Wed 4th October 2006, 3:50am
QUOTE(Jonny Cache @ Tue 3rd October 2006, 10:01pm)
I tried to start a more nuanced discussion of the communication process involved in this situation under the heading of Transversality : Communication Across Levels Of Experience
, but the Citizendium Forum quickly degenerated into a techie chat room with no real dialogue on core social issues.
Well, this is really the crux of the matter, isn't it? These are fundamentally social
issues, not technological ones, and technological solutions to social issues can only take you so far. (And in many cases, they can make bad situations worse.)
I keep saying this, but Wikipedia is just too big.
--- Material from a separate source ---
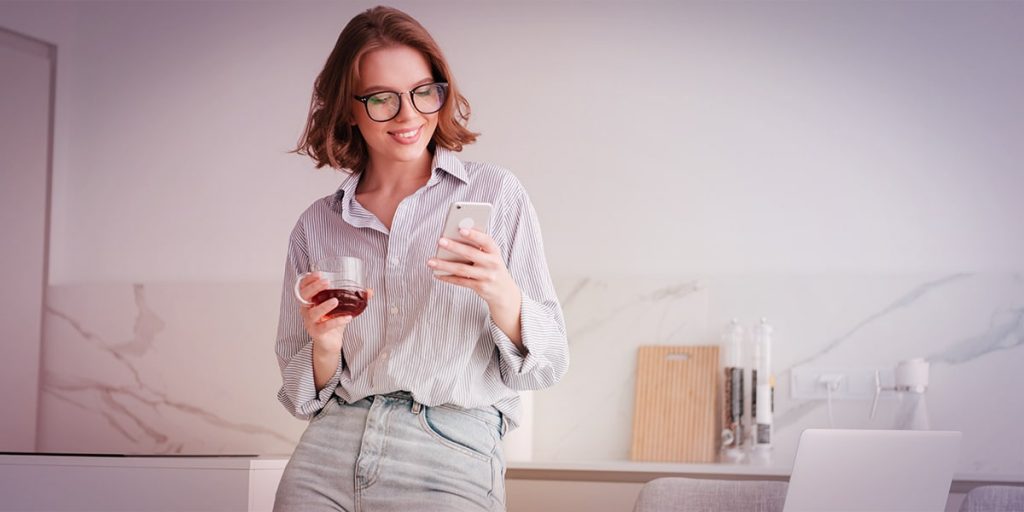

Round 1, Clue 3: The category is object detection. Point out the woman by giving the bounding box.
[274,7,568,512]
Meaningful, working trust relationships simply can't be developed and maintained in a community that large. People like Dave Gerard will say things like, "working with idiots is not optional," and Phil Sandifer will say "in any online community there will be a large percentage who are idiots," and so forth, but the fact is, the clear (if not vast) majority of people are not idiots. They only seem
like idiots to the high-level admins, because they're overwhelmed by the enormity of the project, the immense size of the community, and the bewilderingly arcane terminology and mixed-up conceptual framework of the internal culture.
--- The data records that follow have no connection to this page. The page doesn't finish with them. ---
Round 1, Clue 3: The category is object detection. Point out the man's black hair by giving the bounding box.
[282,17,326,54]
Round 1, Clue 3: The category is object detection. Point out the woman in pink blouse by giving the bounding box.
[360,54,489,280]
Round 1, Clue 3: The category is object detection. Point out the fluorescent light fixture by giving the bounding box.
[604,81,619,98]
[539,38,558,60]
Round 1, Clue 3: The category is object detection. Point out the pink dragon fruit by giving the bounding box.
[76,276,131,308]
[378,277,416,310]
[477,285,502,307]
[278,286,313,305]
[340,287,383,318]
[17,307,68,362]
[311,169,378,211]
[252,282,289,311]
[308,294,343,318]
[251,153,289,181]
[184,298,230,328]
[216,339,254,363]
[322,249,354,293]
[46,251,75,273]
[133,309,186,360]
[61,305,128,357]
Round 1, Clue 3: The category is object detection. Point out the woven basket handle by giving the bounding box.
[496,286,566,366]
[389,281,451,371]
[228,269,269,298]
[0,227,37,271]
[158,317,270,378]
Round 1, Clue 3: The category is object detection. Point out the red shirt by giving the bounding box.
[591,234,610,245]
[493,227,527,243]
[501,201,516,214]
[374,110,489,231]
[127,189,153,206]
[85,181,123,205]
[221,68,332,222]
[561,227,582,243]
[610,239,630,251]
The only way to save the English Wikipedia from itself is to break it up into smaller communities, presumably based on topic areas. They ought to be able to do that without breaking up the actual content
- in fact it should be a relatively simple technical detail, an additional layer of abstraction, basically. If they can bring themselves to do that, there's a chance that the people involved can get to know each other, build comfortable subcultures, and work together constructively. Sure, some of the subcultures may fail, but better to have that, even from their
perspective, than the self-destructive mess they have now.